Physiotherapist David Putrino was working on a vibrating glove to help deaf people experience live music when a friend mentioned that the same technology might stop tremors in people with Parkinson’s disease.

Putrino, director of rehabilitation innovation for Mount Sinai Health System in New York City, was intrigued. The friend’s father had Parkinson’s, so they placed the new device on his wrist, and the tremors stopped in their tracks.

“He was a former pianist and sat down and started playing. It was quite dramatic,” Putrino recalled.

And that’s when Putrino and his team pivoted and began investigating the new device for Parkinson’s-related tremors. Evidence shows that they’re on to something. The device, which is worn on the wrist or ankle and is roughly the size and weight of a smartwatch, may be a safe and effective way to reduce resting tremors in people with Parkinson’s disease.
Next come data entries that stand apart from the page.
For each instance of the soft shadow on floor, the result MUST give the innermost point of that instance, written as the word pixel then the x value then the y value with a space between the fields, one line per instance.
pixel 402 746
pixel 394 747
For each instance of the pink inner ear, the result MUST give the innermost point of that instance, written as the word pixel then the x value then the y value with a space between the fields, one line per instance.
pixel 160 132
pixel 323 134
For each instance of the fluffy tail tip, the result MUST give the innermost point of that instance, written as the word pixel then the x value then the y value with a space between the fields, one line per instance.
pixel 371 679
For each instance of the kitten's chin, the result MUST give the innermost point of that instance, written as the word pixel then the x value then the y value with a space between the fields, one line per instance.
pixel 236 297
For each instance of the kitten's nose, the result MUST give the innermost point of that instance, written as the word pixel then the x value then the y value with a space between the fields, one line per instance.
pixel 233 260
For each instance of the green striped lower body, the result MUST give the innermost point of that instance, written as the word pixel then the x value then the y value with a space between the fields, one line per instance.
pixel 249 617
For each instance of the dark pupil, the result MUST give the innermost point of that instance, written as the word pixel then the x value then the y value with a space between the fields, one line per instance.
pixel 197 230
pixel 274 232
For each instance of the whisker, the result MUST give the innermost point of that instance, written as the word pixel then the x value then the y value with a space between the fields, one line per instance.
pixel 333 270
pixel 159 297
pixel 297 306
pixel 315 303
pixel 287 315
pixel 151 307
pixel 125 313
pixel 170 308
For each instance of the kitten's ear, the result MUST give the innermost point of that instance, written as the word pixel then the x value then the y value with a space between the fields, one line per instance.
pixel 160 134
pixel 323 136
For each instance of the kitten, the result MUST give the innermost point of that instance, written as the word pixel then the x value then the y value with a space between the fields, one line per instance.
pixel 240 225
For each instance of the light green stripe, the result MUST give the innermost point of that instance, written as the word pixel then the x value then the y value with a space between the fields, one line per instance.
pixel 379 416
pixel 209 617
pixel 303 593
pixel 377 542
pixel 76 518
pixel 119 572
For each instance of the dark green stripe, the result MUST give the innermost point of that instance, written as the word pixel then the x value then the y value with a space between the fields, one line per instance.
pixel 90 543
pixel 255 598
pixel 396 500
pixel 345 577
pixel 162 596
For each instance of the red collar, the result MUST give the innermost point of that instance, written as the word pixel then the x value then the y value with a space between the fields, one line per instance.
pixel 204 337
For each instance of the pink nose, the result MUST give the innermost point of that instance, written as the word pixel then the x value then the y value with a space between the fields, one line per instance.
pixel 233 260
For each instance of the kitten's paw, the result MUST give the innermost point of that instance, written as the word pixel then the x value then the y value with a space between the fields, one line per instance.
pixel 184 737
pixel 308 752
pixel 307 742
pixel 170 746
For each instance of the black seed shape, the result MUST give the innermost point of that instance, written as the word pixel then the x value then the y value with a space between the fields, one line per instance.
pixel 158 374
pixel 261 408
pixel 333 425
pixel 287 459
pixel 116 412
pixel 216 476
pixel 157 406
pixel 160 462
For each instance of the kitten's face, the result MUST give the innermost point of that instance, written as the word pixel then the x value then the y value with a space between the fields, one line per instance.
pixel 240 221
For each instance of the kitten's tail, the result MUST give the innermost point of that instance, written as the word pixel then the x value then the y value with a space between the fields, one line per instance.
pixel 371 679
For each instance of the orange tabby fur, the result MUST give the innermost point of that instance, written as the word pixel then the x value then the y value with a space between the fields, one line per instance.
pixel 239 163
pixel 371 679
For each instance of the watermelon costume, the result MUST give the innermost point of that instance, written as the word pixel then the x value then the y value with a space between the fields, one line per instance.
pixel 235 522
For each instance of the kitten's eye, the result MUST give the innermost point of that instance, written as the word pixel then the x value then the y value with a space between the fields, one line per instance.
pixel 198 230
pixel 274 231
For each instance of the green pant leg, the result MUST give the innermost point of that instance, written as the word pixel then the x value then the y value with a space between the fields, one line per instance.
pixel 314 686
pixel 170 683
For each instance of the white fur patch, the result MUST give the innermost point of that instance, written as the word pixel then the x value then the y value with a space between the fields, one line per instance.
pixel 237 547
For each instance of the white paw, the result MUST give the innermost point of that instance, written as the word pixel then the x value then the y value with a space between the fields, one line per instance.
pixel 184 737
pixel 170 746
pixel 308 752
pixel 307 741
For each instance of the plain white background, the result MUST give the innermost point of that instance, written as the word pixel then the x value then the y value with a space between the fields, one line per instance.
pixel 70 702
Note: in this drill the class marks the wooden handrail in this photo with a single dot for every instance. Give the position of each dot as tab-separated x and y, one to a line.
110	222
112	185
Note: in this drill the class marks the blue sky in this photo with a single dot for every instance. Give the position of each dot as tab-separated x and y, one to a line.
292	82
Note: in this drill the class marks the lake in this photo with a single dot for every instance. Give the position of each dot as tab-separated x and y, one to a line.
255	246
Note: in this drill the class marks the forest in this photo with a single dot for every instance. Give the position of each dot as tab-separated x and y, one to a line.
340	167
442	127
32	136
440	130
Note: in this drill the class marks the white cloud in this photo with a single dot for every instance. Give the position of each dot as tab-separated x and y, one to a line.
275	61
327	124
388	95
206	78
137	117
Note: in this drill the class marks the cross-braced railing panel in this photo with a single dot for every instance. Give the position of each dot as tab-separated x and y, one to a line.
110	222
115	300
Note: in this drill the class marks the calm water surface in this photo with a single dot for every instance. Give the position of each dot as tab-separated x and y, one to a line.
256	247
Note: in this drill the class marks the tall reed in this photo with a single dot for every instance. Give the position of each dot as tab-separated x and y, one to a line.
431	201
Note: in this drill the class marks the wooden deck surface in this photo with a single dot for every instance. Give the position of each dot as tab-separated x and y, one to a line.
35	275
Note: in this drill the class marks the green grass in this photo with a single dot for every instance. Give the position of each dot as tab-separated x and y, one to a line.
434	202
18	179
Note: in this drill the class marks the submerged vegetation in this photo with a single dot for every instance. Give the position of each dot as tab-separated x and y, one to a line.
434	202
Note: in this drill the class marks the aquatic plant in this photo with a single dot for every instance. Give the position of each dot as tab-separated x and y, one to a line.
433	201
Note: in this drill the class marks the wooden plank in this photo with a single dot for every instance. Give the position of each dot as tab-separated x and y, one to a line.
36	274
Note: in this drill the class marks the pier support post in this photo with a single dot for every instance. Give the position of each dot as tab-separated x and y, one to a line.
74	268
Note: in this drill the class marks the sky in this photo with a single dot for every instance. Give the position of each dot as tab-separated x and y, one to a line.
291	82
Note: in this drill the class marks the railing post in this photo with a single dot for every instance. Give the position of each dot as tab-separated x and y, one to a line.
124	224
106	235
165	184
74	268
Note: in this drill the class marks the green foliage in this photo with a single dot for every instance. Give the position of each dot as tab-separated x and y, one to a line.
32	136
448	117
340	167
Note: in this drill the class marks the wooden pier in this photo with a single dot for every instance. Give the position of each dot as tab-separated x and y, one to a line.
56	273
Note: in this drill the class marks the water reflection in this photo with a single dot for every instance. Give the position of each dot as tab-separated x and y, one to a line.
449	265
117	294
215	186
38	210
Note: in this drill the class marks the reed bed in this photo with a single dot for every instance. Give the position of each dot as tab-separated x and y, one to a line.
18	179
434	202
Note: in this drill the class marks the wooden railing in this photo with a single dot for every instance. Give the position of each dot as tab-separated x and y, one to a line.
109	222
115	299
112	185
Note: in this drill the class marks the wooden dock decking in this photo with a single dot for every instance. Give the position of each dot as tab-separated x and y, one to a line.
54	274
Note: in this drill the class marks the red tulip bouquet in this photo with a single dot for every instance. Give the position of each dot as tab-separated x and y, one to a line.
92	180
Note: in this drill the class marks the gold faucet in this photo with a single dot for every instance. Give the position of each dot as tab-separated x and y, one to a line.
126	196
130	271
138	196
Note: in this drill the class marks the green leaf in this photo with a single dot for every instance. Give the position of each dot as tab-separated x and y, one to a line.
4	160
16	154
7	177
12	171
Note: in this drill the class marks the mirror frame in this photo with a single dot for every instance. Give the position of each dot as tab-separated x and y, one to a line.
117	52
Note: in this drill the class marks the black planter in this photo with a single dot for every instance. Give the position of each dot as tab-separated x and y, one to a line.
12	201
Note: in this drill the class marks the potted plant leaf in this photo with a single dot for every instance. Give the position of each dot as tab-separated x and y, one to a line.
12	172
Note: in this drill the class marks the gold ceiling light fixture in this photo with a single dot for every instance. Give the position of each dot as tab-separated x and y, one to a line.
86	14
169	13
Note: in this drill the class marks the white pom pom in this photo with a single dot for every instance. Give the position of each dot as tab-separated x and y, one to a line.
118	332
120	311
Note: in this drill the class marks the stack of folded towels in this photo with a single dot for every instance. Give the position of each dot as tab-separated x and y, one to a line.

The technology sends signals to the brain to disrupt the abnormal rhythms that cause resting tremors. The typical Parkinson’s tremor tends to occur when muscles are relaxed, trazodone recreational use such as when hands are resting on the lap. The tremors tend to lessen when the body is engaged in another activity or during sleep.

“Drugs and even some of the more invasive interventions like deep brain stimulation (DBS) therapy aim to break up the abnormal synchrony between brain regions to improve symptoms” for Parkinson’s patients, Putrino explained.

For the new study, 44 people with Parkinson’s used the device on their wrists or ankles with two vibration patterns to make sure it was safe.

The answer was yes.

“Patients did not report any serious adverse events,” Putrino said. “Some people turned the intensity down, while others said it was pleasant.”

The study was not designed to show if or how well the device works, but most folks reported a reduction in tremors while receiving the vibrating pulses.

“Sending competing messages to the brain to disrupt abnormal synchronicity through the wrist or ankles can help stop tremors,” Putrino said.

The next step is a larger study comparing the device to a placebo device for daily use, he said.

If follow-up studies show similar results, the device may be here sooner than you know. “There is no reason why this can’t be made within five years as long as studies continue to be encouraging, and we continue to see no adverse reactions,” Putrino said.

The device won’t be a panacea for other types of tremors with different neurologic causes. Researchers do plan to study the vibrating device in spinal cord injury, stroke and other types of neurologic disabilities, he said. It’s now being used to allow deaf people to experience live music.

The findings were published Nov. 18 in the journal Frontiers in Human Neuroscience.

Dr. Michele Tagliati, director of the Movement Disorders Program at Cedars-Sinai in Los Angeles, reviewed the findings.

“Tremor in Parkinson’s disease is an interesting symptom, but it is often not the most disabling symptom,” he said.

There aren’t great ways to treat tremors in Parkinson’s disease right now. Surgeries such as that for DBS are extremely effective but they are invasive and not everyone is a candidate. Medication such as levodopa doesn’t always curb tremors either.